The way I did it was to port wakaama and tinydtls to ESP32, about 90% of it worked without any modification, I've added WiFiManager and NTP Client to the mix and it just worked. (not very efficiently in terms of size though, but good enough for my experiment, the firmware was about 1.2MB in case you're wondering, out of it DTLS and Wakaama were about 100kb-200kb each and took about 6-10kb of RAM, leaving me with about 210kb of RAM which is not bad.)

As soon as it started connecting to my local Leshan Server, I've hooked into the firmware object the update function I've wrote, most of it based on esp-idf OTA with custom certificate validation and I've had a complete solution, the firmware and the signature would be sent over http/https, the completed firmware will be validated against the stored certificate and if it worked, the device will attempt to boot into the new firmware,a few diagnostics will be executed and if the device achieved connectivity and stability, it will mark the new firmware as valid.

The fun part started when I've sent the package URI (/5/0/1) to the device through Leshan Server and Executed the update (/5/0/2), the firmware was downloaded from a local web server, the device validated the firmware and finally rebooted into the new firmware.

Why firmware over-the-air is so important?
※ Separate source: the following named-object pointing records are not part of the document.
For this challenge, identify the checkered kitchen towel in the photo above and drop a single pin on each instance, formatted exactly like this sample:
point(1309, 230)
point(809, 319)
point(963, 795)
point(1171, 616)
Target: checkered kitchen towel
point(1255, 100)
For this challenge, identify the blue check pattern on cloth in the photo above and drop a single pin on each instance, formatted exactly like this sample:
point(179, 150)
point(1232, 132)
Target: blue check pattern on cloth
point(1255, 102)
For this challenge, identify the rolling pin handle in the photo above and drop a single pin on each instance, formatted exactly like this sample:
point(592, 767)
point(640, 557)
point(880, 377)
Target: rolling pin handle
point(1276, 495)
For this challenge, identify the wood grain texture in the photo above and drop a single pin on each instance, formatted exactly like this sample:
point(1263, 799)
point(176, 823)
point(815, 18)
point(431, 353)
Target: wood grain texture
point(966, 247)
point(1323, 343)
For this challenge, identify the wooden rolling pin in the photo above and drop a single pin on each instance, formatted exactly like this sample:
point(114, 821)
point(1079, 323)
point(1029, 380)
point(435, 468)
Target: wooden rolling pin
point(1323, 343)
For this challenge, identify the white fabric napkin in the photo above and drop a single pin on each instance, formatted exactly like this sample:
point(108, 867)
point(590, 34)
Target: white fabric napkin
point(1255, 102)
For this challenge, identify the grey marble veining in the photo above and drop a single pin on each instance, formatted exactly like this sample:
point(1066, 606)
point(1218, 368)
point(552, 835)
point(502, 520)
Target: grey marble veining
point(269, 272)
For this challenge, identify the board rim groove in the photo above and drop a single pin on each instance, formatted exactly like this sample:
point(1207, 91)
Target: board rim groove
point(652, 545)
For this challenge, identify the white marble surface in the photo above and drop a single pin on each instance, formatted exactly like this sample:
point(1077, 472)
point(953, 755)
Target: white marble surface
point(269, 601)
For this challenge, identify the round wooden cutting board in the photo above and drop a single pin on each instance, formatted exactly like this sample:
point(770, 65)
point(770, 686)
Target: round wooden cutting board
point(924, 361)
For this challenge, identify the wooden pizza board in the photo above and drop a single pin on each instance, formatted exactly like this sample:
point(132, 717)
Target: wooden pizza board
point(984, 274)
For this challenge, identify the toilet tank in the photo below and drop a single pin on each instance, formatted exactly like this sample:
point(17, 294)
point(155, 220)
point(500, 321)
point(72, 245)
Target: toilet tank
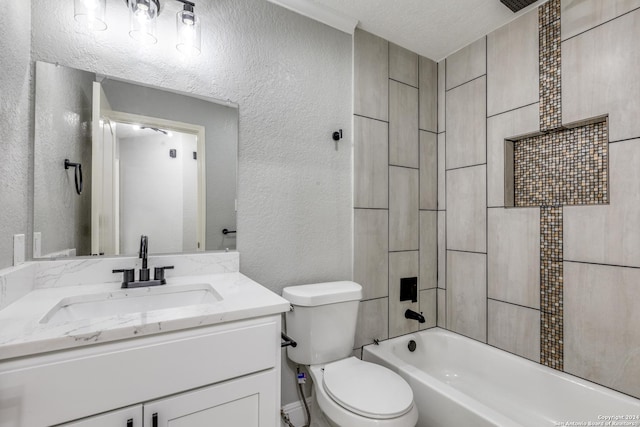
point(323, 321)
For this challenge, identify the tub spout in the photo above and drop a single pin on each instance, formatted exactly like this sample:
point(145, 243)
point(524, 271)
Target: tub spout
point(410, 314)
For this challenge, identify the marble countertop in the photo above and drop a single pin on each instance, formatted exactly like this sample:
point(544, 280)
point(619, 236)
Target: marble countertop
point(22, 332)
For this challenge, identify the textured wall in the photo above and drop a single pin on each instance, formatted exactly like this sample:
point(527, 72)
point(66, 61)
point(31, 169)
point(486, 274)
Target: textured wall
point(15, 168)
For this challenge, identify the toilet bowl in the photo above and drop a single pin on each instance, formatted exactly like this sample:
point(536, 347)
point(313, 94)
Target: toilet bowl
point(349, 392)
point(354, 393)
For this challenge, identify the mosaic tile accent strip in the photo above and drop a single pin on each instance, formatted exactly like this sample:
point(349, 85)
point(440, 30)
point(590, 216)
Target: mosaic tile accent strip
point(564, 167)
point(550, 65)
point(551, 288)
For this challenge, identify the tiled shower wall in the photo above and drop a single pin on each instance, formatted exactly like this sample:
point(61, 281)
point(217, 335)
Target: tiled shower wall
point(489, 255)
point(395, 185)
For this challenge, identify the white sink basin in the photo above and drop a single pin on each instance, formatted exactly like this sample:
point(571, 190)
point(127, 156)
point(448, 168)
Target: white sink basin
point(128, 301)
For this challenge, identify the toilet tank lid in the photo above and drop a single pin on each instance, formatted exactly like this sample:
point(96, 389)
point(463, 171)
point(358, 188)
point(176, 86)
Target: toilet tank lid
point(322, 293)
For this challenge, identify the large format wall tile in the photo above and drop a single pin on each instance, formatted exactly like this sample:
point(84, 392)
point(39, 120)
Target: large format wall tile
point(599, 76)
point(403, 65)
point(442, 308)
point(506, 125)
point(428, 170)
point(467, 122)
point(467, 294)
point(513, 65)
point(403, 125)
point(428, 73)
point(429, 308)
point(513, 250)
point(373, 321)
point(442, 249)
point(371, 163)
point(601, 331)
point(371, 251)
point(371, 76)
point(609, 234)
point(515, 329)
point(442, 139)
point(403, 209)
point(442, 67)
point(401, 264)
point(428, 249)
point(581, 15)
point(467, 63)
point(466, 209)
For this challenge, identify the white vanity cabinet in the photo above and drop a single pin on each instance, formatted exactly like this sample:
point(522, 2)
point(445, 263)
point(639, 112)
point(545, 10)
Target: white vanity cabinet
point(128, 417)
point(222, 375)
point(245, 402)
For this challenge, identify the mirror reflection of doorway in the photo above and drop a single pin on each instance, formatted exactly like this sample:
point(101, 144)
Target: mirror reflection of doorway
point(158, 188)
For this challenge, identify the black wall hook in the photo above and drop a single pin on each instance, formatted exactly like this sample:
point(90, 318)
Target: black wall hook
point(77, 174)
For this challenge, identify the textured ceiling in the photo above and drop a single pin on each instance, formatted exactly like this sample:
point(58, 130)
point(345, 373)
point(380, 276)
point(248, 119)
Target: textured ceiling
point(432, 28)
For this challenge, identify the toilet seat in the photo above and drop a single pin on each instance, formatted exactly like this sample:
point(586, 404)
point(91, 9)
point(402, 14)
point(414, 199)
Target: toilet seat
point(367, 389)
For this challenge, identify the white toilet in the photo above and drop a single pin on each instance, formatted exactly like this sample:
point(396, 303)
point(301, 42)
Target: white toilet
point(349, 391)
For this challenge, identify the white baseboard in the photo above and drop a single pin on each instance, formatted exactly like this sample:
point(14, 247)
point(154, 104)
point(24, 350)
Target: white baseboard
point(296, 413)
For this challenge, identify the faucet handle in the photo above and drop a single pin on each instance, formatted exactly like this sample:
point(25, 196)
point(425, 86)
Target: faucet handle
point(158, 273)
point(144, 244)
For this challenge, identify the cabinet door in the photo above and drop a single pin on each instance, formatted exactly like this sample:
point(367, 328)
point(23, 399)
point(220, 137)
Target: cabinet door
point(247, 402)
point(128, 417)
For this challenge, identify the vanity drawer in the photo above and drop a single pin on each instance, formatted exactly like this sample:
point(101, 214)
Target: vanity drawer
point(63, 386)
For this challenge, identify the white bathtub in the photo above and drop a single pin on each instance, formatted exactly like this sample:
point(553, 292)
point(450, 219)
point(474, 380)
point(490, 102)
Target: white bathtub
point(459, 382)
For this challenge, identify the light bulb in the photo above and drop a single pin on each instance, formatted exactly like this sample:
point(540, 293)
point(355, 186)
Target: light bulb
point(188, 32)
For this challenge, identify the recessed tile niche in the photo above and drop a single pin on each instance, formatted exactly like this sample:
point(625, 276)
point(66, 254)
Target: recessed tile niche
point(564, 167)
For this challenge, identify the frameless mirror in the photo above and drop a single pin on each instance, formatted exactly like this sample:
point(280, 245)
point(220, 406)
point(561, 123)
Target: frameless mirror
point(114, 160)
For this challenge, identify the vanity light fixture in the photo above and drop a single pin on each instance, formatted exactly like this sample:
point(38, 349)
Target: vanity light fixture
point(143, 15)
point(91, 14)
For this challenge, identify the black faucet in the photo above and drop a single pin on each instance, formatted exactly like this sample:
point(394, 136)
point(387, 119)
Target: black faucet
point(142, 254)
point(143, 278)
point(410, 314)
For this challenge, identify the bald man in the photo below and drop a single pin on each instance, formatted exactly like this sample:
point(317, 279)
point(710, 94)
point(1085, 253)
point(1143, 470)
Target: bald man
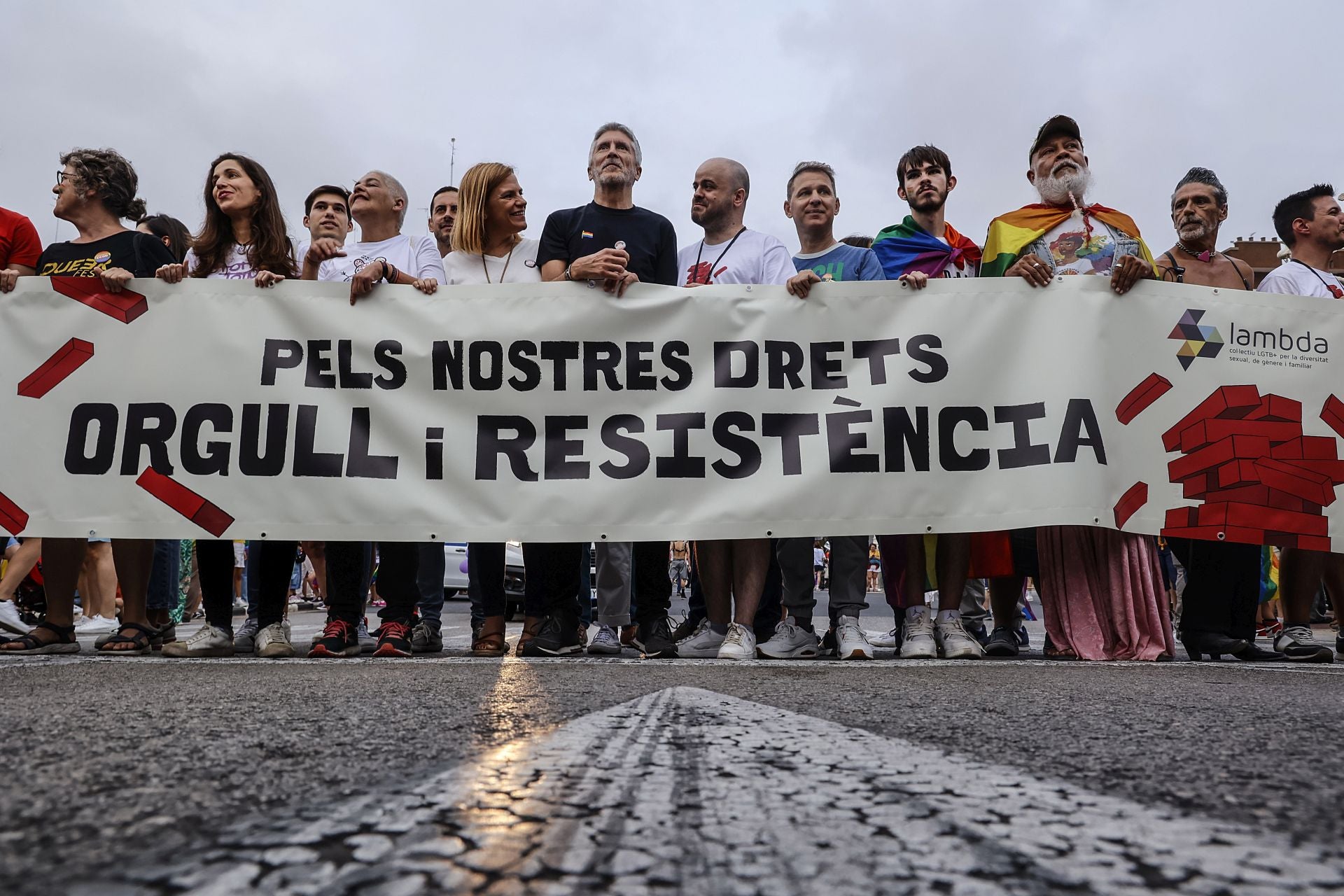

Lets agree that time to market is a critical business need, more than once we hear about superior devices and software being ditched because a significant player already got a grip on the market and trying to push a new product is hard if not impossible at times. Many times its the first product or the first player that wins the game.

To achieve a significantly short time to market compromises needs to be made, sometimes a scaled down product, less features and even compromises on a thinner layer of security are essential to get the product out of the door. Once a product gains significant traction and more resources becomes available, a better product can be developed, a more robust firmware, features as well as better security or even security vulnerabilities needs to be deployed while there is no physical access to devices. More over, device recall can kill a business and most companies try to avoid it at any cost. literally.

This is where firmware over-the-air comes in, assuming the device can connect to some kind of network, either by WiFI, or GPRS/3G or even SMS and LORA, it should be able to pull a firmware update when needed or it becomes available.

How does firmware over-the-air works?

Once a device has connectivity, it can either pull a firmware, for example from HTTP server or can be pushed a firmware, for example through COAP blockwise transfers, lets assume its relatively simple to implement it or already has a library available.

To support firmware updates more than once, the device will keep track on two partitions and switch between them every time the firmware is updated, this way the old firmware is kept until the device determines the new firmware is good enough to switch to permanently.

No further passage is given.